Great point, we have added the following:
“We encode each tree with an approach similar to Lambert et al. (2023) and Thompson et al. (2024), most closely following the compact bijective ladderized vector (CBLV) approach from Voznica et al. (2022). The CBLV method first ladderizes the tree by rotating each subtree such that, roughly speaking, longer branches end up toward the left. This does not modify the tree, but rather allows iteration over nodes in a defined, repeatable way, called inorder iteration. To generate the matrix, we traverse the ladderized tree in order, calculating a distance to associate with each node. For internal nodes, this is the distance to root, whereas for leaf nodes it is the distance to the most-recently-visited internal node (Voznica et al., 2022, Fig. 2). Distances corresponding to leaf nodes are arranged in the first row of the matrix, while those from internal nodes form the second row.”
(3) On line 351, you refer to the "top rows of Figure 2 and Figure 3," but each only has one row in the current version. I think it should now be "left panel.".
Fixed.
(4) How many vertical dashed lines are in the left panel of the bottom row of Figure 7? I think it's more than one, but can't tell if it is two or three...
Nice catch! There were actually three. We've shortened them and added a white outline to clarify overlapping lines.
(5) Would the model be applicable to GCs with multiple naive founders of different affinities? Or would more/different parameters be needed to account for that?
The model would be applicable, but since the time required for our simulation scales roughly with the total simulated population size, we could probably only handle competition among at most a couple of GCs.

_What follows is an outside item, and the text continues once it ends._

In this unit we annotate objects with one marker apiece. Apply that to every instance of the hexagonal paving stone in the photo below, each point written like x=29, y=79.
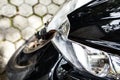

Some sort of "migration strength" parameter would be required for competition among GCs (or within one GC if we don't want to assume it's well-mixed), but that doesn't seem a terrible impediment. We've added the following:
“We also neglect competition among lineages stemming from different rearrangement events (different clonal families), instead assuming that each GC is seeded with instances of only a single naive sequence, and that neither cells nor antibodies migrate between different GCs. More realistically for the polyclonal GC case, we would allow lineages stemming from different naive sequences to compete with each other both within and between GCs (Zhang et al. 2013; McNamara et al. 2020; Barbulescu et al. 2025). Implementing competition among several clonal families within a single GC would be conceptually simple and computationally practical in our current software framework. Competition among many GCs, however, would be computationally prohibitive because our time required is primarily determined by the total population size, since at each step we must iterate over every node and every event type in order to find the shortest waiting time. For the monoclonal replay experiment specifically, however, all naive sequences are the same and so the current modeling framework is sufficient.”